His shoulder suddenly seared with a lance of pain as she laid a hand upon it. With a snarl, he dislodged her, whirling about as though she’d just attacked him. She matched the murder in his eyes with a roll of her own, placing both hands upon his shoulders and easing him down against the railing.

‘What are you doing?’ He strained to hide the pained quaver in his voice.

‘Hold still; I’m going to check you over.’

‘Asper already did.’

‘Clearly she didn’t do a good enough job, did she?’ She slid back the fabric of his tunic, examining the linen bandage wrapped about his shoulder. ‘Not surprising. Human medicine is roughly where shictish medicine would be if we were just crawling out of the muck.’ She snickered at that. ‘Of course, it’s humans that crawled out of the muck, not shicts, and that must have been centuries ago, so I’m not even sure what her excuse is.’

‘It’s fine. She gave me some salve and-’

‘Bandages. She thinks she can solve everything with bandages and salve.’ Peeling back the white linen, she scratched her chin thoughtfully. ‘A bit of fire would close these wounds, I bet.’

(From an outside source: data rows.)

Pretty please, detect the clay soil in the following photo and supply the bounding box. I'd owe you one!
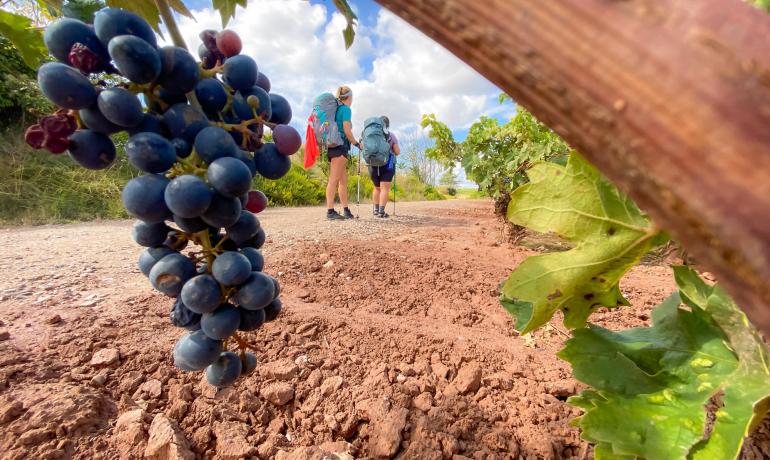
[0,201,770,459]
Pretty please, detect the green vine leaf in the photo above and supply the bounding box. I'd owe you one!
[0,10,48,69]
[211,0,248,28]
[558,267,770,459]
[501,152,666,333]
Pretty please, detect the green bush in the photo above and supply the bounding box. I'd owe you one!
[254,163,326,206]
[0,126,138,225]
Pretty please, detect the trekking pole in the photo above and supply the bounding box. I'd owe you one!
[393,158,398,217]
[356,146,361,219]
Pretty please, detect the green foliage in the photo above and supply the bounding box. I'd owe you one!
[0,10,48,68]
[559,267,770,459]
[334,0,358,49]
[501,153,666,333]
[254,163,326,206]
[438,168,457,188]
[422,108,569,198]
[0,126,138,225]
[0,37,53,119]
[211,0,247,27]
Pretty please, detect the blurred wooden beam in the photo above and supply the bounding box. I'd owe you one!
[378,0,770,335]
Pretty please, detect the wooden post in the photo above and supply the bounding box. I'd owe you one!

Had Lenk actually heard her suggestion, he might have objected. As it was, her voice was distant to him, second to the suddenly pervasive presence of her scent.

His nostrils flared soundlessly, drinking in her aroma as she leaned over him. His first thought was that she smelled rather unlike what he suspected a woman should smell like. There was no cleanness to her, no softness. Her perfume was thick and hard, an ever-present scent of wood, mud and leather under an ingrained layer of sweat and dried blood. As he swirled her stink in his nose, he became aware that he should find the aroma quite foul; it certainly smelled particularly disgusting on his other companions.